Favia hatte noch nie etwas Derartiges verlauten lassen – sondern behauptete bei verschiedenen Gelegenheiten das Gegenteil. Diesmal hat jedoch ein verstecktes Mikrofon die Unterhaltung aufgenommen, was ihren Wert erhöht. Und eine Diskussion über eine Reihe von Themen ausgelöst, unter anderem über journalistische Ethik. Favia verteidigte sich zunächst damit, dass er alles herunterspielte. Dann aber setzte er eine Debatte über die Demokratie innerhalb des M5S in Gang. Seine Gegner antworteten mit einem kurzen Kommuniqué, das die Unterschrift von Casaleggio trug und in Stil und Inhalt stark an offizielle Kommuniqués des Politbüros der KPdSU erinnert. Was wiederum im Web eine Delegitimationskampagne auslöste, in der nun alles Mögliche über Favia zu lesen ist. Der Vorwurf des Renegatentums ist noch eine der höflichsten Umschreibungen.

Demokratie muss gelebt werden

Das Grundproblem, das dahinter steht, ist das der Demokratie, der Transparenz und der Legitimation von Entscheidungsprozessen in politischen Bewegungen, seien sie nun traditionell oder dem Anschein nach innovativ. Berlusconi ging auch hier mit schlechtem Beispiel voran, indem er eine Partei nach dem Modell eines Unternehmens schuf. Obwohl ihn Grillo einen Psychozwerg nannte, kopierte er ihn. Beide präsentierten sich als Heilmittel gegen eine falsche Politik in der Vergangenheit, beide fanden Anhänger unter den von den Parteien (und oft auch von der Demokratie) Enttäuschten. Beide manipulierten diejenigen, die gutgläubig auf Partizipation hofften.

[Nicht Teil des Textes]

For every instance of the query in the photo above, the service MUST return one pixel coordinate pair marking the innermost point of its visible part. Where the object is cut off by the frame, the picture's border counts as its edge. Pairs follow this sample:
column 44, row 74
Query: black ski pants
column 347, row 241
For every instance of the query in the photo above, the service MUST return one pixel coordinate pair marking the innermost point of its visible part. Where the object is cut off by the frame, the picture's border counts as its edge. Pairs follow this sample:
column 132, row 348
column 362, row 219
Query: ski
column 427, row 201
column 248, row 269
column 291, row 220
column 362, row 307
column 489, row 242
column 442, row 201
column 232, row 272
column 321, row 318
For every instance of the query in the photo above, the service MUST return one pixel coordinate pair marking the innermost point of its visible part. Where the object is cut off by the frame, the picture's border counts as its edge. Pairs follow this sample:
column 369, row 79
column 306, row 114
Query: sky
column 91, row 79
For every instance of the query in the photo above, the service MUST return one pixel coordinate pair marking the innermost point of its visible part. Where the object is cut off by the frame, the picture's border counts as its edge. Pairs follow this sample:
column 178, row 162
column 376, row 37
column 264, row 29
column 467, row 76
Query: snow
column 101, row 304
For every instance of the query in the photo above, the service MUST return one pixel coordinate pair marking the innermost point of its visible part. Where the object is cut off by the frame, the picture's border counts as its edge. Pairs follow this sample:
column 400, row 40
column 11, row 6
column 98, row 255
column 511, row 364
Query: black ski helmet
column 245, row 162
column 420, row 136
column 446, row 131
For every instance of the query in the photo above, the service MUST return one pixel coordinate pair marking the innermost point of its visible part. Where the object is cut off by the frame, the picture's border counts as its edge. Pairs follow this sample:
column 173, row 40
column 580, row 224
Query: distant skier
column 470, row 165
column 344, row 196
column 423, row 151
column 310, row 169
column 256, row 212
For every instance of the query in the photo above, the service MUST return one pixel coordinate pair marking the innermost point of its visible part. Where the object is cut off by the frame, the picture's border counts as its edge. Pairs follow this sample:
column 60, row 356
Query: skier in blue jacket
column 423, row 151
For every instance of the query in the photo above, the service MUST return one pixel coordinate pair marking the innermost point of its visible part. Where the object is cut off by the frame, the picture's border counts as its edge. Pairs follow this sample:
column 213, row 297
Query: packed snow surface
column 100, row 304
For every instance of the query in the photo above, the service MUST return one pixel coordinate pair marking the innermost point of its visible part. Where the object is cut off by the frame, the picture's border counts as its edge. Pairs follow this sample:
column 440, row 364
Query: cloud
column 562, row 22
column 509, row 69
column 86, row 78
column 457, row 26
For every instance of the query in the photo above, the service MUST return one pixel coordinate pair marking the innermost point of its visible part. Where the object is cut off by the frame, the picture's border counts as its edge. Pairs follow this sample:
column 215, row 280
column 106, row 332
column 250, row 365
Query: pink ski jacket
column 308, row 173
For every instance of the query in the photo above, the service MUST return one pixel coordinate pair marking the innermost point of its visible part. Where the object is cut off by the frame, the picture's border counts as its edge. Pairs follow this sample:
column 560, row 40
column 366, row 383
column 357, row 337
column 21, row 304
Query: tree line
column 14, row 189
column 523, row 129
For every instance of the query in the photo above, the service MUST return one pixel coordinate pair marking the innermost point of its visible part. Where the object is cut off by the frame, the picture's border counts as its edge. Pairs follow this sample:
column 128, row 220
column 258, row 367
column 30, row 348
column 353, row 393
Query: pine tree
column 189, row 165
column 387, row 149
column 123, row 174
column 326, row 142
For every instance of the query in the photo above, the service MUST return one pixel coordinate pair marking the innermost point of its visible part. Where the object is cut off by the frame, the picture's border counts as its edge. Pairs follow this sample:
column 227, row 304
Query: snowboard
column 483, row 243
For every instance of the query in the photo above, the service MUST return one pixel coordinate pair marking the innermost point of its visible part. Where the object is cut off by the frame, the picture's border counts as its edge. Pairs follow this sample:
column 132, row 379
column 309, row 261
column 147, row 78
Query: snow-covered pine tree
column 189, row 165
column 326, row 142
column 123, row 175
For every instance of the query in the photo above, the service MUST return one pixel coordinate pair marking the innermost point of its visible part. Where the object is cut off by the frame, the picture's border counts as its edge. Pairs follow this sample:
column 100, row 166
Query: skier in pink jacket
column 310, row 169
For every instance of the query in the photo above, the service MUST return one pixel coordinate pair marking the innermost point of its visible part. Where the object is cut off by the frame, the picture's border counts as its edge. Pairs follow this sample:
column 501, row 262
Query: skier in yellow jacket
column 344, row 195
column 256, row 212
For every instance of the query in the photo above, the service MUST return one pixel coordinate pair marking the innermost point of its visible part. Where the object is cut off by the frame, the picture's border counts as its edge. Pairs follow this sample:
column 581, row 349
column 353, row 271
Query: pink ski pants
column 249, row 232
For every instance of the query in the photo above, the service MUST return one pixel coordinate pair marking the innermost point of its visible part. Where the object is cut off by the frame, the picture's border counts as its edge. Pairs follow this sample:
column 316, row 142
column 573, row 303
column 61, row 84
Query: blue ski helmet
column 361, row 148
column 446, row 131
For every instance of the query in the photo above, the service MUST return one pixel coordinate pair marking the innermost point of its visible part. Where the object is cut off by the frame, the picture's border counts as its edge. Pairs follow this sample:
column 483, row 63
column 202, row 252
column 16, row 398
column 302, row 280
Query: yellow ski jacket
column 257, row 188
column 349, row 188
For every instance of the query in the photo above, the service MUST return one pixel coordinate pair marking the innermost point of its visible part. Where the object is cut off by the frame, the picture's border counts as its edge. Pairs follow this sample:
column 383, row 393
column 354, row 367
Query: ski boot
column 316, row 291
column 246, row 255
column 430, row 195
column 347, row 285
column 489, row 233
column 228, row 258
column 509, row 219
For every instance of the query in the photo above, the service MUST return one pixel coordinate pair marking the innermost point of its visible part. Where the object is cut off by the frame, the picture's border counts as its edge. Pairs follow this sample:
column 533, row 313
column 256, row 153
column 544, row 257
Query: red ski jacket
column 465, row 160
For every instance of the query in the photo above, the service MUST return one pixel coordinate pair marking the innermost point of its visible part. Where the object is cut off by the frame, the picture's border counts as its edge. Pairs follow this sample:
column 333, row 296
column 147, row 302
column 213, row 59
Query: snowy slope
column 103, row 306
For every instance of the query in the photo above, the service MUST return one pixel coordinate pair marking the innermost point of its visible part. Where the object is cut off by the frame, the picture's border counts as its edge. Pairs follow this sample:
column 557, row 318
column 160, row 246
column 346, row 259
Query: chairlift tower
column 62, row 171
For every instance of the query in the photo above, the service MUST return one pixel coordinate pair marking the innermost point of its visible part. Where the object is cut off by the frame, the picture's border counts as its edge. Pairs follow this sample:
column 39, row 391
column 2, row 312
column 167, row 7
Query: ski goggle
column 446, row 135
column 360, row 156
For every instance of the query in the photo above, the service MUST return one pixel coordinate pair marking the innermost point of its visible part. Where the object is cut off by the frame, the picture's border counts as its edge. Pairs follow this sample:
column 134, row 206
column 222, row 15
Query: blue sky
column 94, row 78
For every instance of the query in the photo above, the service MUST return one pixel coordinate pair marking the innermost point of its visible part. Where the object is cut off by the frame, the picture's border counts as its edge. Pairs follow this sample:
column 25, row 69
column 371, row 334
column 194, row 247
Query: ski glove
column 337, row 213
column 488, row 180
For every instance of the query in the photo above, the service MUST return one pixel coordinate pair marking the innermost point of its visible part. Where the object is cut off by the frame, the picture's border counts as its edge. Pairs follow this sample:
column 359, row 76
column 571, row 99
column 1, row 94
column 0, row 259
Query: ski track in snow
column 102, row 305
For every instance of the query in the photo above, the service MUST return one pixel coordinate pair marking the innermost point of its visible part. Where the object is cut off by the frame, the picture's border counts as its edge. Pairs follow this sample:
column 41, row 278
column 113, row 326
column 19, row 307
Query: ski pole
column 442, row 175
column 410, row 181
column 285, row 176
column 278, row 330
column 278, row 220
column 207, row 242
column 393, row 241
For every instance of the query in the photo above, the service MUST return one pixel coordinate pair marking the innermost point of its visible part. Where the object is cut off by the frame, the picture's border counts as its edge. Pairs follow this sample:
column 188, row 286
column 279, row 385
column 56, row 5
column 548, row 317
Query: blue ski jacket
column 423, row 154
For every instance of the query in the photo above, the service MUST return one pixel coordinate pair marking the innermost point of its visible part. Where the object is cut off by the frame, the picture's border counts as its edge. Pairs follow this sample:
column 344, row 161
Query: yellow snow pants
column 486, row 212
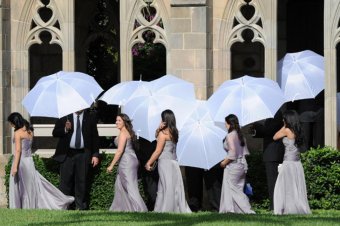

Welche Lehre ist aus aus dem medialen Desaster der 5-Sterne-Bewegung zu ziehen, das Favias Erklärungen auslöste? Nach unserer Meinung reicht es nicht, von Demokratie nur zu reden. Vor allem reicht es nicht für eine politische Organisation, die den Anspruch erhebt, das politische Leben des Landes mitgestalten zu wollen. Die Demokratie muss auch selbst gelebt werden. Und zwar Tag für Tag, transparent und im Rahmen klarer Regeln, die dem Wähler, dem Mitglied und dem Sympathisanten die Sicherheit gibt, gehört zu werden und an den Entscheidungen wirklich beteiligt zu sein. Eine Lehre, die allerdings nicht nur für Grillo und seine Anhänger gilt, sondern für das gesamte politische System.